Dual output DNN for speech separation

3.2 New cost function

For the single-output DNN, the cost function mainly focuses on the mapping relationship between the input mixed signals and target source [5]:

$$ J_{1t} = \frac{1}{2T}\mathop \sum \limits_{t = 1}^{T} \left\| {\varvec{M}_{t} - \varvec{\overset{\lower0.5em\hbox{$\smash{\scriptscriptstyle\frown}$}}{M} }_{t} } \right\|_{2}^{2} , $$
(4)

where \( T \) indicates the number of time frames. \( \varvec{M}_{t} \) and \( \varvec{\overset{\lower0.5em\hbox{$\smash{\scriptscriptstyle\frown}$}}{M} }_{t} \) are the IRM vector of target source and the corresponding estimation vector at t-th frame, respectively. Here, \( \varvec{\overset{\lower0.5em\hbox{$\smash{\scriptscriptstyle\frown}$}}{M} }_{t} = f\left( {\varvec{Y}_{t} } \right) \) is the output of DNN. Ref. [10] trained the dual-output DNN parameter with the basic cost function, which is used to learn the relationship between different sources and corresponding estimates:

$$ J_{2} = \frac{1}{2T}\mathop \sum \limits_{t = 1}^{T} (|| {\varvec{M}_{1t} - \varvec{\overset{\lower0.5em\hbox{$\smash{\scriptscriptstyle\frown}$}}{M} }_{1t} } ||_{2}^{2} + || {\varvec{M}_{2t} - \varvec{\overset{\lower0.5em\hbox{$\smash{\scriptscriptstyle\frown}$}}{M} }_{2t} } ||_{2}^{2}) , $$
(5)

Obviously, Eq. (4) can only obtain the ratio mask of one speech signal at a time, while Eq. (5) can get two speech signal ratio masks. However, Eq. (5) ignores the joint relationship between the separated sources. Therefore, for the dual-output DNN, we propose a joint constraint algorithm by using a new cost function.

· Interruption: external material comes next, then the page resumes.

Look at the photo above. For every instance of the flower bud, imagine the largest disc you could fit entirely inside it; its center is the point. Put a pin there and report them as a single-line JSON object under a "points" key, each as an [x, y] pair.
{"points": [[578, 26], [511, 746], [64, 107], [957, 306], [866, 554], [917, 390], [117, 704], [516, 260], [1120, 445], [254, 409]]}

It not only utilizes the nonlinear relationship between the input mixed signals and individual sources, but also considers the joint relationship between the separated sources:

$$\begin{aligned} & J_{3} = \frac{1}{2T}\mathop \sum \limits_{t = 1}^{T} \bigg(\left\| {\varvec{M}_{1t} - \varvec{\overset{\lower0.5em\hbox{$\smash{\scriptscriptstyle\frown}$}}{M} }_{1t} } \right\|_{2}^{2} + \left\| {\varvec{M}_{2t} - \varvec{\overset{\lower0.5em\hbox{$\smash{\scriptscriptstyle\frown}$}}{M} }_{2t} } \right\|_{2}^{2}\\ & \qquad + \lambda \left\| {\left( {\varvec{M}_{1t} + \varvec{M}_{2t} } \right) - \left( {\varvec{\overset{\lower0.5em\hbox{$\smash{\scriptscriptstyle\frown}$}}{M} }_{1t} + \varvec{\overset{\lower0.5em\hbox{$\smash{\scriptscriptstyle\frown}$}}{M} }_{2t} } \right)} \right\|_{2}^{2} \bigg) , \end{aligned}$$
(6)

where \( 0 \le \lambda \le 1 \) is a regularization parameter. According to Eq. (2), we can obtain

$$ \begin{aligned} \varvec{M}_{1t} &= \frac{{\varvec{X}_{1t} }}{{a_{1} \varvec{X}_{1t} + a_{2} \varvec{X}_{2t} + {\varvec{\upvarepsilon}}}}, \\ \varvec{M}_{2t} &= \frac{{\varvec{X}_{2t} }}{{a_{1} \varvec{X}_{1t} + a_{2} \varvec{X}_{2t} + {\varvec{\upvarepsilon}}}}. \end{aligned} $$
(7)

For clarity, we consider that the mixed signal is added by the source signal in equal proportion, i.e. \( a_{1} = a_{2} = 1 \), although the proposed algorithm can be easily extended to cases where the weight of target source is different. Hence, \( \varvec{M}_{1t} + \varvec{M}_{2t} = 1 \) at t-th frame since the element in \( {\varvec{\upvarepsilon}} \) is the same minimal positive number. \( \varvec{\overset{\lower0.5em\hbox{$\smash{\scriptscriptstyle\frown}$}}{M} }_{1t} \) and \( \varvec{\overset{\lower0.5em\hbox{$\smash{\scriptscriptstyle\frown}$}}{M} }_{2t} \) are the estimations of \( \varvec{M}_{1t} \) and \( \varvec{M}_{1t} \). There is a joint relationship between \( \varvec{\overset{\lower0.5em\hbox{$\smash{\scriptscriptstyle\frown}$}}{M} }_{1t} \) and \( \varvec{\overset{\lower0.5em\hbox{$\smash{\scriptscriptstyle\frown}$}}{M} }_{2t} \): each element in the sum of \( \varvec{\overset{\lower0.5em\hbox{$\smash{\scriptscriptstyle\frown}$}}{M} }_{1t} \) and \( \varvec{\overset{\lower0.5em\hbox{$\smash{\scriptscriptstyle\frown}$}}{M} }_{2t} \) approaches 1 when the estimates are completely accurate. Compared with the basic cost function, we add a constraint term to exploit the relationship between the dual outputs of DNN. The first two items of Eq. (6) penalize the predicted error of the IRM over the corresponding estimations, and the third item takes advantage of the joint relationship between \( \varvec{\overset{\lower0.5em\hbox{$\smash{\scriptscriptstyle\frown}$}}{M} }_{1} \left( {t,f} \right) \) and \( \varvec{\overset{\lower0.5em\hbox{$\smash{\scriptscriptstyle\frown}$}}{M} }_{2} \left( {t,f} \right) \) to train the DNN model. Compared with MaxDiffer [9], we use the joint relation term instead of the maximum difference term, and compare the separation performance between them in the experiment. The specific solution of proposed algorithm is shown in next subsection.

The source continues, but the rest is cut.